Bělá Castle (Hrad Dolní Bělá) is a castle located in Dolní Bělá municipality in the Plzeň Region of the Czech Republic. The first mention of the castle comes from somewhere between 1315 and 1318.

==History==
The castle of Bělá was built between 1313 and 1315 by Racek, a member of the influential Czech house of Hroznata. The village itself was first mentioned in a written document in 1318. The Hroznatas held Bělá until 1415, when they sold it to Neustup and Bavor of Švamberk. The castle was sold or even confiscated several times during 15th century and 16th century.

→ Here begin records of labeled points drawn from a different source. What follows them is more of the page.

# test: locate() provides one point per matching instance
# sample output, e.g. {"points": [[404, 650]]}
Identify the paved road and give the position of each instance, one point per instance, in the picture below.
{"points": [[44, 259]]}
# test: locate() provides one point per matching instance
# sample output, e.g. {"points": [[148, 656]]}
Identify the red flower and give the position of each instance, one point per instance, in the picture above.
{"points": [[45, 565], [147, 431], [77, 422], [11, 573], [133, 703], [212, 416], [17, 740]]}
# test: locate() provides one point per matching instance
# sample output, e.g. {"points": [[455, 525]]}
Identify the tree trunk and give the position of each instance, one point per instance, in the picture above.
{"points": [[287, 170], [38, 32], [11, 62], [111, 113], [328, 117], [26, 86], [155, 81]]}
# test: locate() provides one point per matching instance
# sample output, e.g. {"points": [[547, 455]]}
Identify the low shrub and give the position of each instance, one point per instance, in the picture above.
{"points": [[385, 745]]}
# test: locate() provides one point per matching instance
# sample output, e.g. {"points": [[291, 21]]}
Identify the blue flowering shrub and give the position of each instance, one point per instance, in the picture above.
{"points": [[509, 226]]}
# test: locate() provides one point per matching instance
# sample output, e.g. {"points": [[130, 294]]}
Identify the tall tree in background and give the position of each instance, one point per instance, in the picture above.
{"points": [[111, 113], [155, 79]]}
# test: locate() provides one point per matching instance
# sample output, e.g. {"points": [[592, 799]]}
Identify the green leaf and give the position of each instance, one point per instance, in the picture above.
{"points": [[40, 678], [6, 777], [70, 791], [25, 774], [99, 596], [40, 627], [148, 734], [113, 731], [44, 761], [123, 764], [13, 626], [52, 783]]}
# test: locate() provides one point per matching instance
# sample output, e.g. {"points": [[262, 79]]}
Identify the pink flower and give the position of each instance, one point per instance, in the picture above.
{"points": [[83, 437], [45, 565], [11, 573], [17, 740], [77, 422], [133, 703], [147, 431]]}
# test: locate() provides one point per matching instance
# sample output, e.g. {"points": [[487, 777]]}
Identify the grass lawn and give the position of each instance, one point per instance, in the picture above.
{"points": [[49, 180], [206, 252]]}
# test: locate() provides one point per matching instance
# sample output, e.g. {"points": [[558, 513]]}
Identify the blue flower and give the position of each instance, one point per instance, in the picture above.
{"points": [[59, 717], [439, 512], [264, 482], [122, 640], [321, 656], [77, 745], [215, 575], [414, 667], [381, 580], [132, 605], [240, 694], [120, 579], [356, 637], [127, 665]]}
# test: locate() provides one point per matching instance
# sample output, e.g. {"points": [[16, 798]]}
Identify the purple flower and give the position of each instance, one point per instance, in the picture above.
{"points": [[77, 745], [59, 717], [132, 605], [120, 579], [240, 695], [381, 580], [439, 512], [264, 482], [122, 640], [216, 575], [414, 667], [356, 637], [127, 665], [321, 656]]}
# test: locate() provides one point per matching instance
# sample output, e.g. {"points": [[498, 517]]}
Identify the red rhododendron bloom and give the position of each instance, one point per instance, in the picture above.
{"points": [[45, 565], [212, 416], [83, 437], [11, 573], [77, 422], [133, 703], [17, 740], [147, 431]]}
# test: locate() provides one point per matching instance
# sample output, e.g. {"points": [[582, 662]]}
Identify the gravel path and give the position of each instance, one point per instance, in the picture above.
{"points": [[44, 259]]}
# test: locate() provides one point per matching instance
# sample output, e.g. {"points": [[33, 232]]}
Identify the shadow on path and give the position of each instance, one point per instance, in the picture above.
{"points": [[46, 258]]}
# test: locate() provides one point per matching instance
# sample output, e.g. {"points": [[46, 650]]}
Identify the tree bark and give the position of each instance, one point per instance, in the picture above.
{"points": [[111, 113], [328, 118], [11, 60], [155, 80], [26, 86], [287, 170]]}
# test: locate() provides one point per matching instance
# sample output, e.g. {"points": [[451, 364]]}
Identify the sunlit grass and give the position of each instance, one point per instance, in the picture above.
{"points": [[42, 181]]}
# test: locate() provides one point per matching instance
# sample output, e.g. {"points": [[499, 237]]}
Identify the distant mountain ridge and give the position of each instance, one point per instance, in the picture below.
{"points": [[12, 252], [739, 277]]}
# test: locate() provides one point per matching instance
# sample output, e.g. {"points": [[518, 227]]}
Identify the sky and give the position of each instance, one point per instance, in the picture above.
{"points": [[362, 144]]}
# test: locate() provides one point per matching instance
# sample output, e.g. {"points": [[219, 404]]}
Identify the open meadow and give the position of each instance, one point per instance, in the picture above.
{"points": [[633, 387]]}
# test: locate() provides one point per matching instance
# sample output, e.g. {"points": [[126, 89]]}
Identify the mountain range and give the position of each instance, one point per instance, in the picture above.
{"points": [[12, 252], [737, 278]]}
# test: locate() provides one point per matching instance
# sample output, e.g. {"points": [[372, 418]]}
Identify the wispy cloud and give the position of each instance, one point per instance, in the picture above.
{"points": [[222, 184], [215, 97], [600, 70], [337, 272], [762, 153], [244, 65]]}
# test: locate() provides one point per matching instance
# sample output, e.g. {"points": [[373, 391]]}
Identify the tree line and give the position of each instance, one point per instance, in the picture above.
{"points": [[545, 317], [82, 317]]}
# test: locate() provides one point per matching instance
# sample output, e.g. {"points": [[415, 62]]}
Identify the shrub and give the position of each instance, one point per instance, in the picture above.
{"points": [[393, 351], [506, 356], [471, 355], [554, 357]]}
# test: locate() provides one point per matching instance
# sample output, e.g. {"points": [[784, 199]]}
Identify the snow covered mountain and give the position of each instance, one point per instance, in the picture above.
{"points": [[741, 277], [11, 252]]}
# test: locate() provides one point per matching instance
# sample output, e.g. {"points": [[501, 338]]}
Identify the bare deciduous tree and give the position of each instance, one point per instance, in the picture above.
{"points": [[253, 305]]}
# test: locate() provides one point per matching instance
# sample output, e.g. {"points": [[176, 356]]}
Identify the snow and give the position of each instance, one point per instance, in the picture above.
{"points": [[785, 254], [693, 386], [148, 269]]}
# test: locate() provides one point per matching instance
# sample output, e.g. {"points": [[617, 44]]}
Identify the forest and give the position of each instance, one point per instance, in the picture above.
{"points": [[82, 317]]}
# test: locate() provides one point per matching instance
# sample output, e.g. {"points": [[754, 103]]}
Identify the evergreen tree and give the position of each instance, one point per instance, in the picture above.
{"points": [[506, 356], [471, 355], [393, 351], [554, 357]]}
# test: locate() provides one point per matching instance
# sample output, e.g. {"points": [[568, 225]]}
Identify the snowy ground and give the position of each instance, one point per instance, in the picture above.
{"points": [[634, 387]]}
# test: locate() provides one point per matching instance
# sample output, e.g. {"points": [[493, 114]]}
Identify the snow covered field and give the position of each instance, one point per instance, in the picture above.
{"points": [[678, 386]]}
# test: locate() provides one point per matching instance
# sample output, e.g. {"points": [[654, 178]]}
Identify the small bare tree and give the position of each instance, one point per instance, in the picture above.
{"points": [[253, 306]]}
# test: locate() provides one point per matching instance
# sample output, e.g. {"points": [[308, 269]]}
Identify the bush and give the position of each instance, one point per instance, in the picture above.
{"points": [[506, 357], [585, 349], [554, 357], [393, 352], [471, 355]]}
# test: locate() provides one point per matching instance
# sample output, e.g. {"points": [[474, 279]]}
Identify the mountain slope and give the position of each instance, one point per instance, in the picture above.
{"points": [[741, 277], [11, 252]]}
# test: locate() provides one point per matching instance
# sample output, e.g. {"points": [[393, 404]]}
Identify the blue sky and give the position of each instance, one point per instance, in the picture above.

The most notable owners during that time were probably the Gutštejns - Volf of Gutštejn was a robber and the castle was confiscated from him in 1509.

The original heavily fortified castle was rebuilt to a chateau sometimes towards the end of the 16th century, while owned by the family of Markvarts of Hrádek. At that time, the castle had a prominent guest—Kryštof Harant stayed there before he started his journey to the Holy Land.

In 1757, the castle was purchased by the Cistercian monastery of Plasy. After Emperor Joseph II abolished religious orders, the property was managed by the Religious Fund. Around 1785, the local people were allowed to take the castle apart and use the stones to build their own houses.